1. Train a PPO agent on `CartPole-v1` using the training script.
2. Visualize the resulting training curve.
3. Run inference and watch the trained policy interact with the environment.

It is intended as a readable, step-by-step companion to the scripts in this project.

## 1. Imports and Setup

This cell imports the necessary Python packages.
Make sure you have installed all dependencies from `requirements.txt` before running the notebook.

In [None]:
import matplotlib.pyplot as plt
import pandas as pd
from pathlib import Path

from cartpole.cartpole_ppo_train import train_cartpole, create_directories, load_monitor_csv
from cartpole.cartpole_ppo_infer import run_inference

## 2. Train the PPO Agent

Here we call the `train_cartpole` function from `cartpole_ppo_train.py`.
You can adjust the number of timesteps to trade off training time vs. performance.

In [None]:
total_timesteps = 100_000  # You can increase this for better performance
train_cartpole(total_timesteps=total_timesteps, model_name="cartpole_ppo_model_notebook", seed=0)

## 3. Visualize Training Rewards

The training script logs episode rewards using a Monitor wrapper.
Here we load that log and plot the rewards directly in the notebook.

In [None]:
paths = create_directories()
monitor_df = load_monitor_csv(paths.logs_dir)
monitor_df.head()

In [None]:
episode_rewards = monitor_df["episode_reward"].values
episodes = range(1, len(episode_rewards) + 1)
rolling_rewards = pd.Series(episode_rewards).rolling(10).mean()

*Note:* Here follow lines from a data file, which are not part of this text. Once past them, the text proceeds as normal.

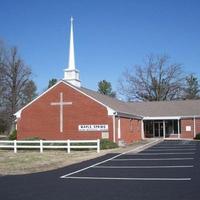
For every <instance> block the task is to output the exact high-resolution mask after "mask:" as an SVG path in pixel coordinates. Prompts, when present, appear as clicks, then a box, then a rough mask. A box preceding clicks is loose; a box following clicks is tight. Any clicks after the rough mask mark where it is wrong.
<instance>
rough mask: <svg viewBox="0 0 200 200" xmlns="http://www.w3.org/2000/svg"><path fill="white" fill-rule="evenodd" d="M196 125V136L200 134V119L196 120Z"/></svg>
mask: <svg viewBox="0 0 200 200" xmlns="http://www.w3.org/2000/svg"><path fill="white" fill-rule="evenodd" d="M195 124H196V134H198V133H200V118H196V119H195Z"/></svg>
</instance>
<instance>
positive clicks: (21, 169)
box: [0, 141, 146, 175]
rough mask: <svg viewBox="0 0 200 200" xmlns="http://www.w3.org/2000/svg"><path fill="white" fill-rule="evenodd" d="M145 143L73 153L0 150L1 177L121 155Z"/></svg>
mask: <svg viewBox="0 0 200 200" xmlns="http://www.w3.org/2000/svg"><path fill="white" fill-rule="evenodd" d="M144 143H146V142H145V141H141V142H135V143H134V144H132V145H130V146H128V147H126V148H117V149H108V150H101V151H100V153H97V152H96V150H90V151H71V153H70V154H68V153H67V152H66V150H44V152H43V153H40V152H39V150H18V151H17V153H16V154H15V153H14V152H13V150H0V175H9V174H27V173H34V172H41V171H47V170H52V169H57V168H60V167H64V166H67V165H71V164H74V163H78V162H82V161H85V160H89V159H92V158H96V157H98V156H102V155H105V154H107V153H121V152H123V151H127V150H130V149H133V148H134V147H137V146H139V145H141V144H144Z"/></svg>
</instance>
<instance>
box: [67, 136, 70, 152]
mask: <svg viewBox="0 0 200 200" xmlns="http://www.w3.org/2000/svg"><path fill="white" fill-rule="evenodd" d="M67 153H70V140H69V139H68V140H67Z"/></svg>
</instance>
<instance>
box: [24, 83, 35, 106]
mask: <svg viewBox="0 0 200 200" xmlns="http://www.w3.org/2000/svg"><path fill="white" fill-rule="evenodd" d="M36 90H37V87H36V85H35V83H34V81H33V80H29V81H28V82H27V83H26V84H25V86H24V87H23V89H22V96H21V105H22V106H24V105H26V104H27V103H29V102H30V101H32V100H33V99H34V98H35V97H36V96H37V93H36Z"/></svg>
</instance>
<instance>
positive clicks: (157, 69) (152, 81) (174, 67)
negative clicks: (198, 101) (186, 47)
mask: <svg viewBox="0 0 200 200" xmlns="http://www.w3.org/2000/svg"><path fill="white" fill-rule="evenodd" d="M181 67H182V66H181V64H177V63H170V59H169V57H168V56H166V55H159V56H154V55H150V56H147V58H146V60H145V62H144V65H143V66H141V65H137V66H135V67H134V69H129V70H126V71H125V72H124V73H123V75H122V78H121V79H120V81H119V93H120V94H121V95H123V96H125V97H126V98H127V100H128V101H133V100H142V101H164V100H172V99H178V98H180V96H181V94H182V91H183V88H182V86H183V81H184V76H183V73H182V69H181Z"/></svg>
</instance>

plt.figure(figsize=(10, 6))
plt.plot(episodes, episode_rewards, label="Episode reward", alpha=0.4)
plt.plot(episodes, rolling_rewards, label="Rolling mean (10 eps)", linewidth=2)
plt.xlabel("Episode")
plt.ylabel("Reward")
plt.title("CartPole PPO Training Rewards (Notebook Run)")
plt.grid(True, alpha=0.3)
plt.legend()
plt.show()

## 4. Run Inference / Visualization

Finally, we run inference using the helper `run_inference` function.
This will open a render window (depending on platform) and execute a few episodes.

In [None]:
run_inference(model_name="cartpole_ppo_model_notebook", episodes=3, render_mode="human")